Validating Kubernetes Resilience: Veeam Kasten on Rocky Linux
Over the past few weeks, I’ve been building out a Kubernetes platform on Rocky Linux using Rancher to evaluate modern backup and recovery approaches. A primary goal was to validate Veeam Kasten in a live environment.
After deploying Kasten and integrating it with object storage, I implemented policy-driven protection for both platform services and stateful workloads. This included PostgreSQL running on persistent storage backed by Longhorn.
What Stood Out During Validation
A few things became clear as soon as the first policies were struck:
- Predictable Policy Model: Kasten’s model is straightforward. Defining automated snapshot and export policies at the namespace or platform level is simple and predictable.
- Application-Aware Protection: This is where the real value lies. Backing up Kubernetes is not just about copying volumes; you need to capture the application state to ensure consistent, reliable recovery.
- Platform Resilience: Protecting core platform namespaces is often overlooked. Protecting the operational components of the cluster itself adds a critical layer of resilience.
- Off-Cluster Portability: Integration with object storage makes off-cluster recovery practical, which is a non-negotiable requirement for any serious DR strategy.

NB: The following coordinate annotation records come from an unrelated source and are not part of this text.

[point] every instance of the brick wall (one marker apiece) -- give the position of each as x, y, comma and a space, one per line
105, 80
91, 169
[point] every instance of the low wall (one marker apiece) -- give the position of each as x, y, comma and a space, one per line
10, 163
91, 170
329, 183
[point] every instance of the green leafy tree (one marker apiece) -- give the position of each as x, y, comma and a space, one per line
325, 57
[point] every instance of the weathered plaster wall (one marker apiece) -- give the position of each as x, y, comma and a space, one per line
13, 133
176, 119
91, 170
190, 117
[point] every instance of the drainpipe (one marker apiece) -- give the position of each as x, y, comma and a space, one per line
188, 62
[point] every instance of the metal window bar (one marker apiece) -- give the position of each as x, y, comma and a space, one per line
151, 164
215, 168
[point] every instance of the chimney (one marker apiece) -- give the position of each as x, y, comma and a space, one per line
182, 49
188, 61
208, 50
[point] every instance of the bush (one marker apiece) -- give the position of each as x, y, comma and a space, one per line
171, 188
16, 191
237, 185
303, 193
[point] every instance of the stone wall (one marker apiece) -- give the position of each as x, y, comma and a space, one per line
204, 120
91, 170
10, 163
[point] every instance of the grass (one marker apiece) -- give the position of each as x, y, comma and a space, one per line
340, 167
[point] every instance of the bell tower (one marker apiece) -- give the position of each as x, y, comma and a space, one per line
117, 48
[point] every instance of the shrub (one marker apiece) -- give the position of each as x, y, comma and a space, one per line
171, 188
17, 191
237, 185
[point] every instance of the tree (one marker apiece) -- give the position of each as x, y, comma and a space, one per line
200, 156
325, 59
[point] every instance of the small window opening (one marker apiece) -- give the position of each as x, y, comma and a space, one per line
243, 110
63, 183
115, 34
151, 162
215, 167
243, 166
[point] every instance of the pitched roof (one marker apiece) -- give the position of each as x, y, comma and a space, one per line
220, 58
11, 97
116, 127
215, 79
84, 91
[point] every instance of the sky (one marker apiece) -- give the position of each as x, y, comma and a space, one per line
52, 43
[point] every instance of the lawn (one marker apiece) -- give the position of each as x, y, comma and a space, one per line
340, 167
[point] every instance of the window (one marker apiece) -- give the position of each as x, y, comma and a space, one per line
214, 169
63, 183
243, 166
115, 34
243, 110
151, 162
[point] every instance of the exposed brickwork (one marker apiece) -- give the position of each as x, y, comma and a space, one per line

Speed to Operational Readiness
What impressed me most was how quickly protection became operational. Once the profiles and policies were configured, the system ran automatically without additional manual effort.
In my testing, I was able to see successful, "Valid" protection runs for both my pgsql-daily and platform-backup-daily policies almost immediately.
The Shift in Recovery Thinking
Kubernetes fundamentally changes how recovery needs to be approached. It is no longer about protecting servers; it is about protecting the applications, their data, and the platform configuration as a single, cohesive unit.
While I am still early in the testing phase, Kasten has performed exceptionally well and delivered exactly what I needed to see for a production-grade environment.